Elle fixait nos doigts entrelacés. Sa mâchoire était crispée, ses yeux scrutateurs, ses lèvres serrées. Ce n’était pas le regard de quelqu’un qui cherche le réconfort ou le confort physique dans le toucher. Non, j’avais plutôt l’impression qu’elle me tenait comme une ancre.

« Au moins, je comprends enfin pourquoi tu n’as jamais pu me rendre la pareille lorsque nous étions plus jeunes. » Le fantôme d’un sourire est revenu. « Pour moi, tu étais cette… fascination mystique et magnifique. Je m’étais entiché de toi avant même que nous n’arrivions à Zestier. Te voir vivre dans notre maison, avec nous—avec moi—c’était comme sortir d’un conte de fées. » Son regard remonta lentement le long de mon bras, de mon cou, de mes lèvres, pour finalement se poser sur mes propres yeux. « Mais pour toi… je n’étais qu’une enfant. Une petite fille stupide. »

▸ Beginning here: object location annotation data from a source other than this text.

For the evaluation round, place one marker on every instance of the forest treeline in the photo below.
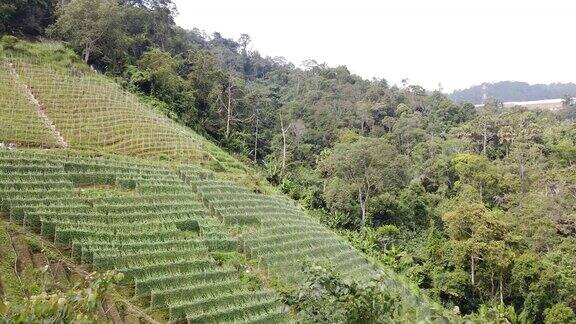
(475, 206)
(514, 91)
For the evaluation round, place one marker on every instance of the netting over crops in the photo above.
(20, 122)
(89, 111)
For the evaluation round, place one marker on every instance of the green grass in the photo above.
(19, 119)
(165, 241)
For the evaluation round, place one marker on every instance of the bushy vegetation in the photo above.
(475, 206)
(514, 91)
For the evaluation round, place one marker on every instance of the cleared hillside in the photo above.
(137, 193)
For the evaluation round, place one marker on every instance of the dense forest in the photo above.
(475, 206)
(514, 91)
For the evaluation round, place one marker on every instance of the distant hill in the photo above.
(514, 91)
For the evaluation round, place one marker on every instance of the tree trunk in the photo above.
(472, 271)
(229, 108)
(256, 139)
(362, 199)
(484, 139)
(86, 54)
(501, 290)
(522, 172)
(283, 166)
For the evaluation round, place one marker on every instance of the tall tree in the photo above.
(368, 165)
(86, 23)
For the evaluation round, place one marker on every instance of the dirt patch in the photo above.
(61, 142)
(39, 261)
(59, 273)
(23, 255)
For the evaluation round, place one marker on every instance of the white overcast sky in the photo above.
(457, 43)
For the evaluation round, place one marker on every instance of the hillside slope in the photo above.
(514, 91)
(138, 193)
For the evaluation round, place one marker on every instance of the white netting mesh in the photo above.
(20, 122)
(89, 111)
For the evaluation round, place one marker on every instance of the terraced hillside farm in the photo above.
(141, 220)
(93, 113)
(133, 191)
(20, 122)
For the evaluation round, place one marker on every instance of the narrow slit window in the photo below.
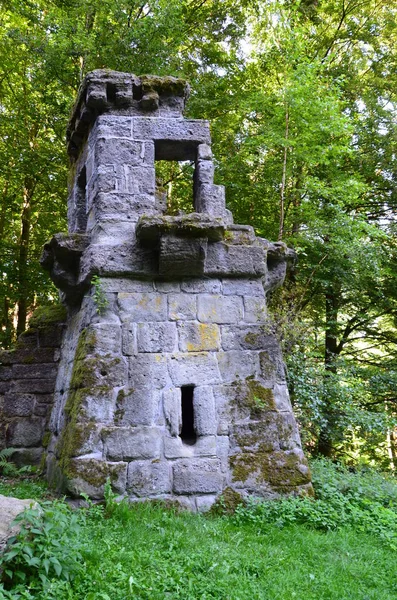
(188, 433)
(80, 202)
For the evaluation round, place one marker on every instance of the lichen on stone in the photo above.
(45, 316)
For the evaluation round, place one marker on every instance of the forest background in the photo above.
(301, 97)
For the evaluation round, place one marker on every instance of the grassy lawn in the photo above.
(148, 552)
(155, 555)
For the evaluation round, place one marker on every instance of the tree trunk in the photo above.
(23, 285)
(324, 444)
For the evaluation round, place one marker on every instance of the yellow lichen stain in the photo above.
(207, 338)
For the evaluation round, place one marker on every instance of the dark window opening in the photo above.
(174, 186)
(80, 202)
(188, 433)
(111, 92)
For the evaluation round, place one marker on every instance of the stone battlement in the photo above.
(171, 380)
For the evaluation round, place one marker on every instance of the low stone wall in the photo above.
(27, 382)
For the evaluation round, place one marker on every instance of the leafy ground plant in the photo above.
(44, 549)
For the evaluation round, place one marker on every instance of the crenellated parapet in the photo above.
(171, 380)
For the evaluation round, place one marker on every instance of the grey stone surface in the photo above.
(128, 443)
(213, 308)
(198, 337)
(25, 432)
(149, 478)
(243, 287)
(156, 337)
(236, 261)
(172, 410)
(236, 365)
(186, 307)
(205, 421)
(182, 307)
(149, 370)
(193, 368)
(142, 307)
(9, 509)
(205, 446)
(197, 476)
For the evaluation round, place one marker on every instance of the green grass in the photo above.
(27, 487)
(156, 555)
(289, 550)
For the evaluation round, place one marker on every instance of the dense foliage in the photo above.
(339, 547)
(302, 100)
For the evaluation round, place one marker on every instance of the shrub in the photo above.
(45, 548)
(364, 500)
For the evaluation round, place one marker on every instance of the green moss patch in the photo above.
(45, 316)
(279, 469)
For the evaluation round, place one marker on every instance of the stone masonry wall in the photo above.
(27, 383)
(167, 319)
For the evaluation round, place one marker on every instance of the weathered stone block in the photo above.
(182, 307)
(128, 443)
(197, 337)
(34, 386)
(167, 287)
(213, 308)
(18, 405)
(197, 476)
(149, 370)
(236, 261)
(248, 338)
(156, 337)
(147, 128)
(128, 336)
(5, 373)
(210, 198)
(172, 410)
(201, 286)
(141, 307)
(193, 368)
(139, 406)
(204, 172)
(107, 337)
(122, 206)
(205, 446)
(34, 371)
(243, 287)
(205, 422)
(124, 151)
(255, 310)
(147, 478)
(90, 475)
(109, 126)
(181, 257)
(137, 180)
(236, 365)
(204, 152)
(126, 286)
(25, 432)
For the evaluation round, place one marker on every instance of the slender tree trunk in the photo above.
(324, 444)
(284, 176)
(23, 286)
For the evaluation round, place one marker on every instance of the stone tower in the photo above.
(171, 382)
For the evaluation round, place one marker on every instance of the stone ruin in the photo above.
(170, 380)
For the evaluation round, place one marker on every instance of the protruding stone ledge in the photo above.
(61, 257)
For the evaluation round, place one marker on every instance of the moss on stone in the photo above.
(169, 86)
(278, 469)
(45, 316)
(95, 472)
(254, 396)
(226, 503)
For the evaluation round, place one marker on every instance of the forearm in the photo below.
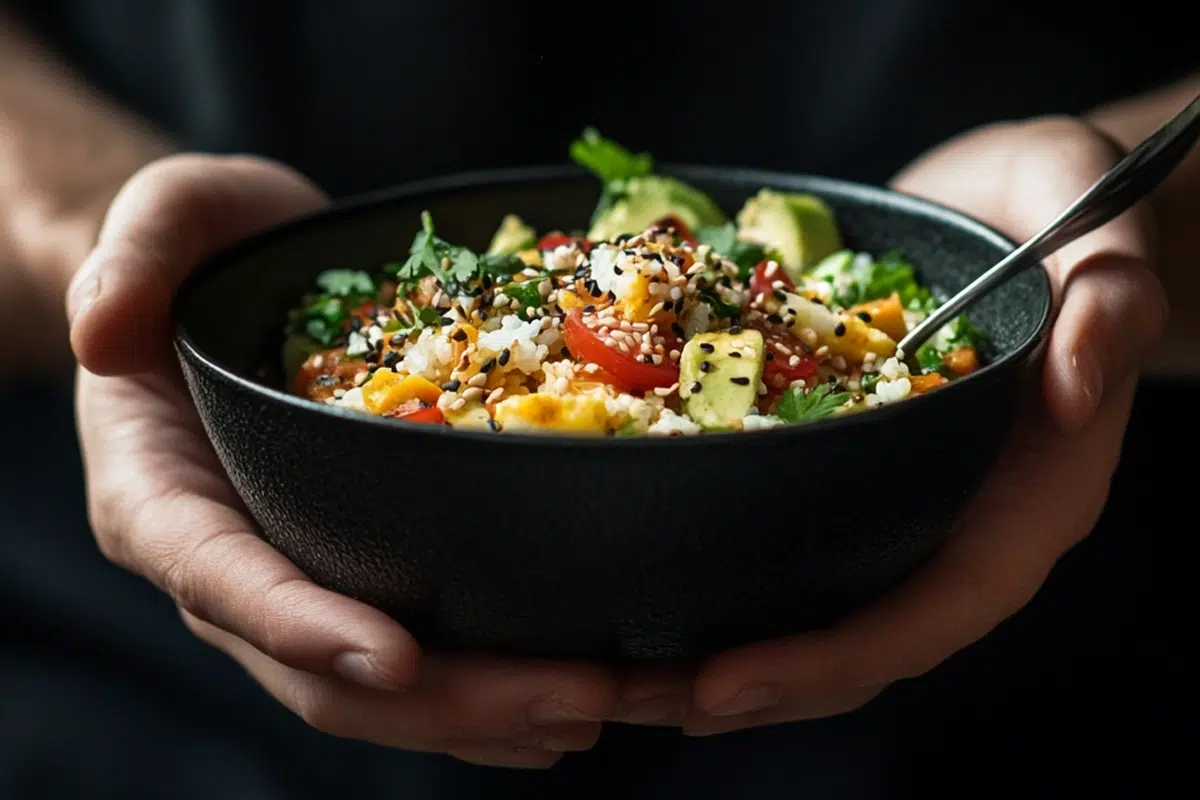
(65, 151)
(1177, 210)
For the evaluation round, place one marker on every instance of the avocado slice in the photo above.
(801, 227)
(511, 236)
(719, 376)
(645, 200)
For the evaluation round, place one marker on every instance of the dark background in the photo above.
(1089, 690)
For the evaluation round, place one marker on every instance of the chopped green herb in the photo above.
(525, 293)
(724, 240)
(797, 407)
(607, 160)
(720, 307)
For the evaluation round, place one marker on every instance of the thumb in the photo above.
(168, 217)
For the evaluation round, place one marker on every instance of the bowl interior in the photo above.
(232, 311)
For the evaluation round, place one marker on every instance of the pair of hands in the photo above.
(161, 506)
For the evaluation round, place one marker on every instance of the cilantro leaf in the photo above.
(525, 293)
(720, 307)
(724, 240)
(797, 407)
(323, 319)
(607, 160)
(345, 283)
(497, 265)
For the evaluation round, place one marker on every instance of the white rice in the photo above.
(522, 341)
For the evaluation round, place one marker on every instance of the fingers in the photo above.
(983, 575)
(167, 218)
(1113, 310)
(159, 507)
(775, 707)
(483, 710)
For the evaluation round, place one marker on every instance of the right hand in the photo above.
(161, 506)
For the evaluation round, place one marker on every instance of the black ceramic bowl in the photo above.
(615, 548)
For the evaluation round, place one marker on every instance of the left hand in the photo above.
(1050, 485)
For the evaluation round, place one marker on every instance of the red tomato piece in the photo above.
(628, 372)
(414, 410)
(552, 241)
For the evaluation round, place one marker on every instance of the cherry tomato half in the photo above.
(627, 371)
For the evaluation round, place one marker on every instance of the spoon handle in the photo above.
(1128, 181)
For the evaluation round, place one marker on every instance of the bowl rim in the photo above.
(852, 191)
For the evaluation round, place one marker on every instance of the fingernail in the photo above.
(552, 710)
(83, 294)
(663, 709)
(1091, 374)
(754, 698)
(357, 668)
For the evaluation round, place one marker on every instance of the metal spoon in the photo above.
(1132, 179)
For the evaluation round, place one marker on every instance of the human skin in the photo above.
(161, 506)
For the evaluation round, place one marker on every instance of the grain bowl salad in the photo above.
(663, 318)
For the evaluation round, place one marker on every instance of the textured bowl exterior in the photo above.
(611, 549)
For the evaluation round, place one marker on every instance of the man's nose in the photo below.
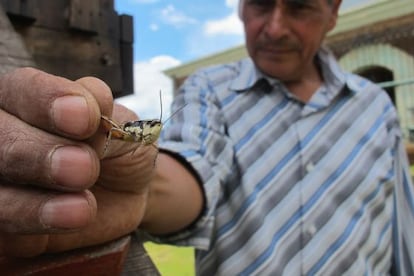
(277, 25)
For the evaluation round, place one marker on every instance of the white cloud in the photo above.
(224, 26)
(144, 1)
(154, 27)
(232, 3)
(174, 17)
(228, 25)
(148, 82)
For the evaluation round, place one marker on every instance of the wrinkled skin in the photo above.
(56, 191)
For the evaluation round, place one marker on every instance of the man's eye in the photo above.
(297, 4)
(261, 3)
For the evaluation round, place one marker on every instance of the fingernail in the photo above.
(66, 212)
(73, 167)
(71, 115)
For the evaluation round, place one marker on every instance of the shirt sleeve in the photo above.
(403, 223)
(197, 134)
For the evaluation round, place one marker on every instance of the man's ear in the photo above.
(335, 11)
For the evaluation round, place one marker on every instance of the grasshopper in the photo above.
(144, 132)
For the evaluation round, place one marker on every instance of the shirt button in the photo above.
(312, 230)
(310, 167)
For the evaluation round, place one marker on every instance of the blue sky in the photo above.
(180, 28)
(168, 33)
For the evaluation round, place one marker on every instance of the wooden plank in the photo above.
(11, 6)
(13, 52)
(84, 15)
(102, 260)
(127, 28)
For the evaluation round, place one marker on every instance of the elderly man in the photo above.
(280, 163)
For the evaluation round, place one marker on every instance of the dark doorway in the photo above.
(379, 74)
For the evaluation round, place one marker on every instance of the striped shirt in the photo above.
(294, 188)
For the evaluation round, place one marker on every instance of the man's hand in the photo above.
(53, 195)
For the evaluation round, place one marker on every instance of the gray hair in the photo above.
(330, 2)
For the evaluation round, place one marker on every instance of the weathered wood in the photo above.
(13, 52)
(100, 260)
(76, 38)
(84, 15)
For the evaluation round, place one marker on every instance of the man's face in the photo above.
(283, 36)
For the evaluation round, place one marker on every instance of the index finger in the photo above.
(51, 103)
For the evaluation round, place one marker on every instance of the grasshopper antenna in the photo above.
(160, 107)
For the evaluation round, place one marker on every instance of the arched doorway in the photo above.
(384, 62)
(380, 74)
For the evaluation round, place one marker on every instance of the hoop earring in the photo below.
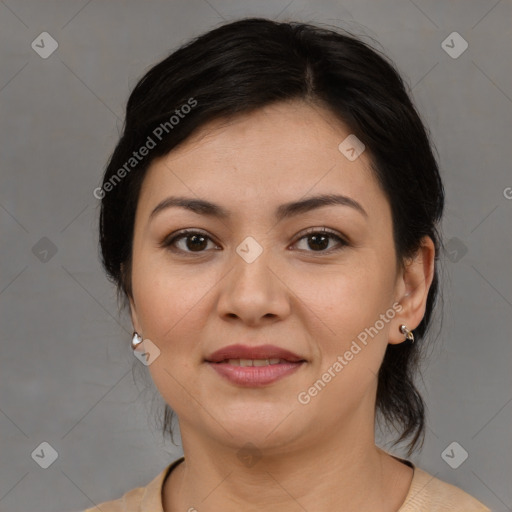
(136, 340)
(407, 333)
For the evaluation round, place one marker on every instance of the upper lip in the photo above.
(247, 352)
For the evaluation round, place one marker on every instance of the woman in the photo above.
(270, 216)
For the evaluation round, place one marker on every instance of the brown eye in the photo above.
(190, 241)
(318, 240)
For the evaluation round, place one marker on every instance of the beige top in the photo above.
(426, 494)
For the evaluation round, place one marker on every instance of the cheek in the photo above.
(170, 300)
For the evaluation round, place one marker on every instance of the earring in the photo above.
(407, 333)
(136, 340)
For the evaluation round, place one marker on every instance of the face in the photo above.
(253, 277)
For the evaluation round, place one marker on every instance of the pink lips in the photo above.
(254, 376)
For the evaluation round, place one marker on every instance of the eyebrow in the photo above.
(202, 207)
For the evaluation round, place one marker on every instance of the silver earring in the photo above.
(136, 340)
(407, 333)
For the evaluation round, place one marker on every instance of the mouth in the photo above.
(254, 366)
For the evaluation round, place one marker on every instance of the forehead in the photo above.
(270, 156)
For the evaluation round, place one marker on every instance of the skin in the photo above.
(311, 301)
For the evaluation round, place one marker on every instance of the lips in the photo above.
(260, 352)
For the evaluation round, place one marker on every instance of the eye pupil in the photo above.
(316, 238)
(196, 238)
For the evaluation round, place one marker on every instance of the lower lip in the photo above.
(255, 376)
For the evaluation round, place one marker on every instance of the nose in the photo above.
(254, 292)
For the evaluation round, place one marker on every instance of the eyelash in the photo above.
(170, 240)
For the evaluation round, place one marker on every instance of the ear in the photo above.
(413, 285)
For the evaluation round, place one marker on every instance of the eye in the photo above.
(319, 240)
(194, 241)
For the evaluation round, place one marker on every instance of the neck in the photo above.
(352, 475)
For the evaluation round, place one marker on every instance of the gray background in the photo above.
(66, 367)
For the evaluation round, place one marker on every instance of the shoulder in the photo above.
(144, 498)
(429, 494)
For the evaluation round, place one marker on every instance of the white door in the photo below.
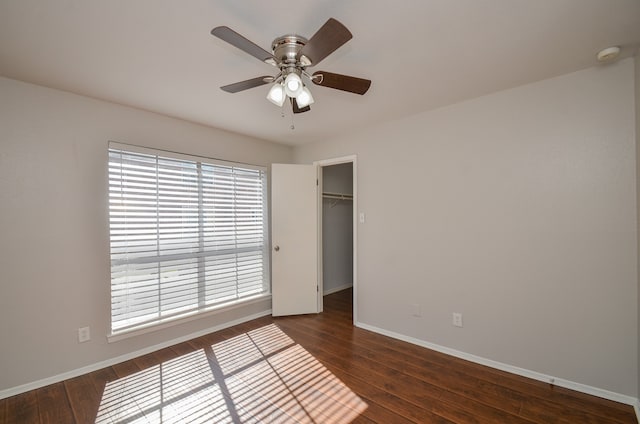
(294, 230)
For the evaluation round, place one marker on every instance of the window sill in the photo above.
(173, 321)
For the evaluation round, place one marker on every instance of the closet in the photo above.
(337, 227)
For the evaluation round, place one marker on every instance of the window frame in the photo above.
(203, 309)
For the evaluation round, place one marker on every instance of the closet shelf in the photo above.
(338, 196)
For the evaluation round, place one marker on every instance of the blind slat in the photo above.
(186, 235)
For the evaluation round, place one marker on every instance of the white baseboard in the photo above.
(126, 357)
(337, 289)
(606, 394)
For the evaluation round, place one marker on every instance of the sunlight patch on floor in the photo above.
(261, 376)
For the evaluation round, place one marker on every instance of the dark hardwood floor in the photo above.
(309, 369)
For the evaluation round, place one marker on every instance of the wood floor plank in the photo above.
(83, 398)
(23, 408)
(54, 406)
(307, 368)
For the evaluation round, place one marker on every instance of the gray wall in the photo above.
(337, 229)
(637, 108)
(517, 209)
(54, 229)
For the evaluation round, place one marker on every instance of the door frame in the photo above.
(319, 165)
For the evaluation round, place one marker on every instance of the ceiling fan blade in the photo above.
(230, 36)
(341, 82)
(297, 109)
(245, 85)
(325, 41)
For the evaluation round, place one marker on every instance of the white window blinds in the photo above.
(187, 235)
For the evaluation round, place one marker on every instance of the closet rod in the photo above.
(338, 196)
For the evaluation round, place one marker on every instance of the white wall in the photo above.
(54, 234)
(337, 229)
(517, 209)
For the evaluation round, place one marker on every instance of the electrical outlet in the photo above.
(84, 334)
(457, 319)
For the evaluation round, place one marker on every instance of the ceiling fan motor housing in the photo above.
(285, 50)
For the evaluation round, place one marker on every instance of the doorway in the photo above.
(337, 228)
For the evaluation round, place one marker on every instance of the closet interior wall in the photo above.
(337, 227)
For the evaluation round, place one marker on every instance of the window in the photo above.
(187, 234)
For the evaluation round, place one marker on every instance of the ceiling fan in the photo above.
(292, 55)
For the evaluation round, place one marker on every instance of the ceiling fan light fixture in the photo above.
(305, 98)
(276, 95)
(293, 85)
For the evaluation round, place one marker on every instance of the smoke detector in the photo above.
(609, 54)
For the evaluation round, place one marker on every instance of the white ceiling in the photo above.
(159, 55)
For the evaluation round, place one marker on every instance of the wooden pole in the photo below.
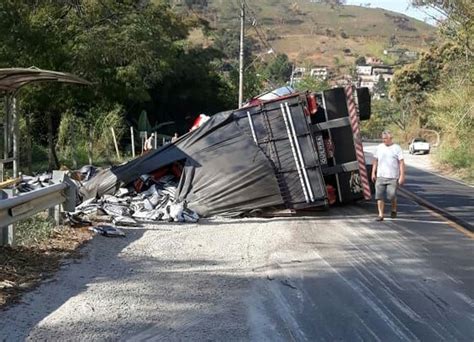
(132, 136)
(28, 143)
(115, 143)
(16, 135)
(73, 146)
(89, 150)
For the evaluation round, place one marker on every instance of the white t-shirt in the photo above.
(388, 160)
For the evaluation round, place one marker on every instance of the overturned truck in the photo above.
(297, 151)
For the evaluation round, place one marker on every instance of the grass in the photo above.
(35, 229)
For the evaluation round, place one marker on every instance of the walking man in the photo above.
(388, 172)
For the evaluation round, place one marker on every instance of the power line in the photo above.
(259, 31)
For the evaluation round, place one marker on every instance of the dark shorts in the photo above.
(386, 187)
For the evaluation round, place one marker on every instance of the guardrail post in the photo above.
(7, 232)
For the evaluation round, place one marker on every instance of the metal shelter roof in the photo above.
(12, 79)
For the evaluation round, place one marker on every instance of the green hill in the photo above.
(319, 34)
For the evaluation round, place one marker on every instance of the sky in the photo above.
(401, 6)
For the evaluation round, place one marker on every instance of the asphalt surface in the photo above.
(327, 276)
(451, 198)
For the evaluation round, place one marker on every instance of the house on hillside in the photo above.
(382, 69)
(297, 74)
(373, 61)
(364, 70)
(320, 72)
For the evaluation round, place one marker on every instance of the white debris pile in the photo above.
(155, 202)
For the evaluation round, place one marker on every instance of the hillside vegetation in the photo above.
(321, 34)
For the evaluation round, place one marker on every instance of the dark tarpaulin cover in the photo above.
(225, 172)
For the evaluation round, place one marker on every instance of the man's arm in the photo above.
(401, 180)
(374, 169)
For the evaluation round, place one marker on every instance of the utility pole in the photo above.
(241, 55)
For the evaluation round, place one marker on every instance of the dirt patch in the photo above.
(23, 268)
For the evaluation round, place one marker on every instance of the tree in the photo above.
(360, 61)
(381, 87)
(278, 70)
(457, 23)
(312, 84)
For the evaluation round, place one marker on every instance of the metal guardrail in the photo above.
(62, 191)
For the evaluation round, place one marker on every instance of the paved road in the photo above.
(335, 275)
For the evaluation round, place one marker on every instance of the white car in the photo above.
(419, 145)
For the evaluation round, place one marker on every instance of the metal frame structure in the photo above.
(14, 207)
(11, 80)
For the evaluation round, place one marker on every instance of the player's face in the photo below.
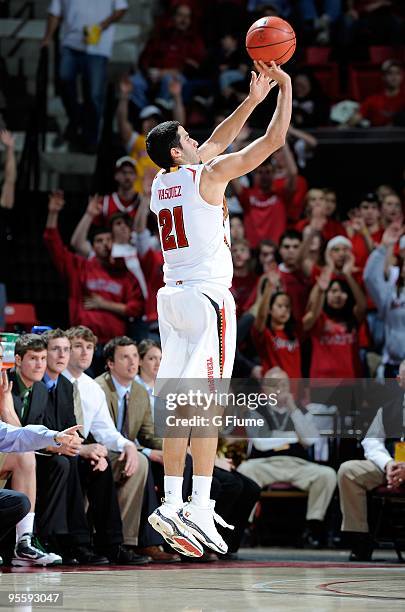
(330, 203)
(188, 148)
(81, 354)
(237, 228)
(339, 254)
(335, 297)
(392, 208)
(150, 363)
(240, 255)
(125, 177)
(121, 233)
(289, 251)
(126, 363)
(370, 213)
(58, 354)
(281, 310)
(32, 366)
(102, 246)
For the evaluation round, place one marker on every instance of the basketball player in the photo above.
(196, 310)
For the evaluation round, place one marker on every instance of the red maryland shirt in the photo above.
(335, 350)
(87, 276)
(276, 349)
(265, 215)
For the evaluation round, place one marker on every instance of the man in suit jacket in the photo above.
(357, 477)
(29, 398)
(129, 407)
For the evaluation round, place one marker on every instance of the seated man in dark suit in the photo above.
(29, 398)
(380, 466)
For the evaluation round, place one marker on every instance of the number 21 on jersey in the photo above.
(173, 232)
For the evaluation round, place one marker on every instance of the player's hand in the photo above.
(260, 85)
(273, 72)
(156, 455)
(130, 456)
(70, 440)
(7, 139)
(126, 87)
(56, 201)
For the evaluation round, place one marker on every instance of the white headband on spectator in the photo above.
(338, 240)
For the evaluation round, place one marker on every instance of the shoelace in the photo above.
(218, 519)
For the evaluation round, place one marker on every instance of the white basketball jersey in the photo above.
(194, 235)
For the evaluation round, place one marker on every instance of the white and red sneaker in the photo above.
(165, 520)
(200, 523)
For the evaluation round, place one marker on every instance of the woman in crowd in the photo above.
(274, 332)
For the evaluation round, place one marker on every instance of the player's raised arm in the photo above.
(237, 164)
(226, 132)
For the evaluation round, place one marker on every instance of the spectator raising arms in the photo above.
(10, 171)
(274, 332)
(389, 299)
(102, 295)
(335, 309)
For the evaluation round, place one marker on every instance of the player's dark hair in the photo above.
(160, 140)
(291, 234)
(109, 349)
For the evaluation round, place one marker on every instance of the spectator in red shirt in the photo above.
(294, 281)
(274, 334)
(316, 211)
(335, 309)
(125, 199)
(365, 229)
(391, 209)
(244, 280)
(102, 294)
(264, 210)
(386, 107)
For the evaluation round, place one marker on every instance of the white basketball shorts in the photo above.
(197, 331)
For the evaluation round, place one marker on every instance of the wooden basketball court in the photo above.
(249, 584)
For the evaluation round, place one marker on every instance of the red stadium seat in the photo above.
(379, 54)
(20, 315)
(364, 82)
(317, 55)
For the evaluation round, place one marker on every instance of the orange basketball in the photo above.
(271, 39)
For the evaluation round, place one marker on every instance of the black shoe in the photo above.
(126, 556)
(85, 556)
(362, 548)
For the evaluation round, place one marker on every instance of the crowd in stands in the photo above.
(319, 294)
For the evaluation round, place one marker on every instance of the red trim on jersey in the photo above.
(222, 340)
(194, 172)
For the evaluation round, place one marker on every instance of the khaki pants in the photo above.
(355, 478)
(130, 495)
(318, 480)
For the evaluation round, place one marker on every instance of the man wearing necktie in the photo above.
(384, 451)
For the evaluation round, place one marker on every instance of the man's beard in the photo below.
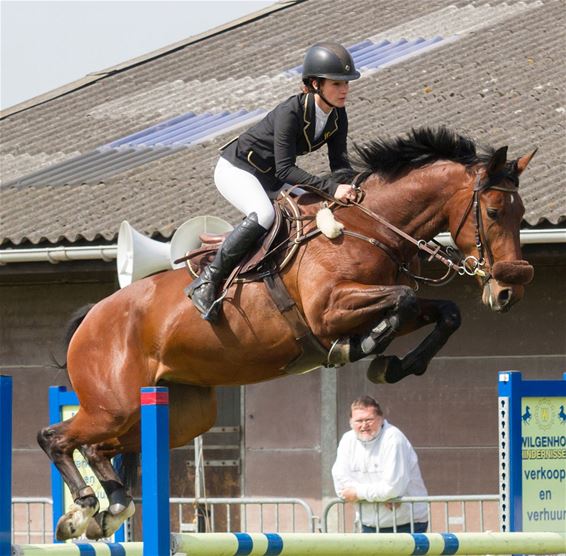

« Je suis désolé de ne pas avoir pu te le dire, » dis-je rapidement, en maintenant le contact visuel. « Je n’ai jamais voulu te mentir, je ne pouvais pas… »

« Je sais, » dit-elle dans le silence qui s’installa après que je me sois éloigné, les mots me manquant. « Il n’y a rien que tu aies fait que je n’aie pas déjà pardonné. »

J’ai cherché ses yeux, le pli de ses sourcils, la tension dans chacune de ses respirations, les battements trébuchants de son cœur. Qu’est-ce que cela signifie pour notre promesse ? J’avais envie de le lui demander, mais je me suis retenu. C’était trop lui demander à ce moment-là. Exiger une réponse de sa part juste pour m’aider à faire le tri dans mes propres émotions serait injuste.

Mais une chose était claire. Les choses entre nous étaient différentes de ce qu’elles étaient au moment de notre promesse, et je ne savais pas si nous pourrions retrouver ce que nous avions perdu.